Investing.com - West Texas Intermediate oil extended losses in North American trade on Wednesday, as data showed that oil supplies in the U.S. fell more than expected.
Crude oil for August delivery on the New York Mercantile Exchange fell 1.16% to trade at $73.25 a barrel by 10:50 AM ET (2:50GMT) compared to $73.22 ahead of the report.
The U.S. Energy Information Administration said in its weekly report that crude oil inventories fell by 12.633 million barrels in the week ended July 6. Market analysts' had expected a crude-stock decline of 4.489 million barrels, while the American Petroleum Institute late Tuesday reported a decline of 6.8 million barrels.
Supplies at Cushing, Oklahoma, the key delivery point for Nymex crude, decreased by 2.062 million barrels last week, the EIA said.
The report also showed that gasoline inventories decreased by 694,000 barrels, compared to expectations for a decrease of 750,000 barrels, while distillate stockpiles fell by rose by 4.125 million barrels, compared to forecasts for a rise of 1.2 million.

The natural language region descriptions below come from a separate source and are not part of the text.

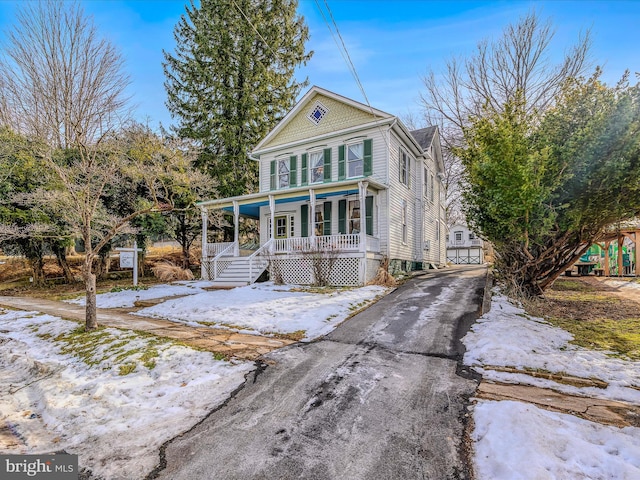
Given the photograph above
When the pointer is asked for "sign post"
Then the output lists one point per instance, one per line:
(129, 259)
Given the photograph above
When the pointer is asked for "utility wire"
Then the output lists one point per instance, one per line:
(346, 57)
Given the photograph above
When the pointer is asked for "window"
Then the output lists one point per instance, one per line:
(354, 216)
(405, 166)
(431, 187)
(317, 166)
(318, 224)
(284, 226)
(318, 113)
(403, 220)
(283, 173)
(355, 160)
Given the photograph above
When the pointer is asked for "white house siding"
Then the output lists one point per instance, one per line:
(398, 192)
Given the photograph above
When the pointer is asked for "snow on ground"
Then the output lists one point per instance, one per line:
(514, 440)
(266, 308)
(517, 441)
(126, 298)
(113, 403)
(507, 336)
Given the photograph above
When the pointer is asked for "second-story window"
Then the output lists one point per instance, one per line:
(405, 167)
(355, 160)
(316, 161)
(403, 220)
(283, 173)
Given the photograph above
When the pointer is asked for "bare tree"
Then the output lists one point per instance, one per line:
(86, 180)
(65, 85)
(517, 65)
(60, 81)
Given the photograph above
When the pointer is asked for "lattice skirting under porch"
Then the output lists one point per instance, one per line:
(300, 271)
(208, 273)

In a separate report, oil production of the Organization of the Petroleum Exporting Countries and Russia rose by 173,000 barrels per day (bpd) in June to 32.3million bpd, lead by increase in supply from Saudi Arabia. OPEC agreed in June to raise output at a nominal increase of 1 million barrels a day (bpd) amid pressure from the U.S. to decrease prices.
Oil prices were also held back by trade tariff concerns between the U.S. and China as U.S. President Donald Trump threatened to impose tariffs of 10% on an additional $200 billion of Chinese goods. China has said it will retaliate but doesn’t import enough from the U.S., so is looking at other ways to hit back.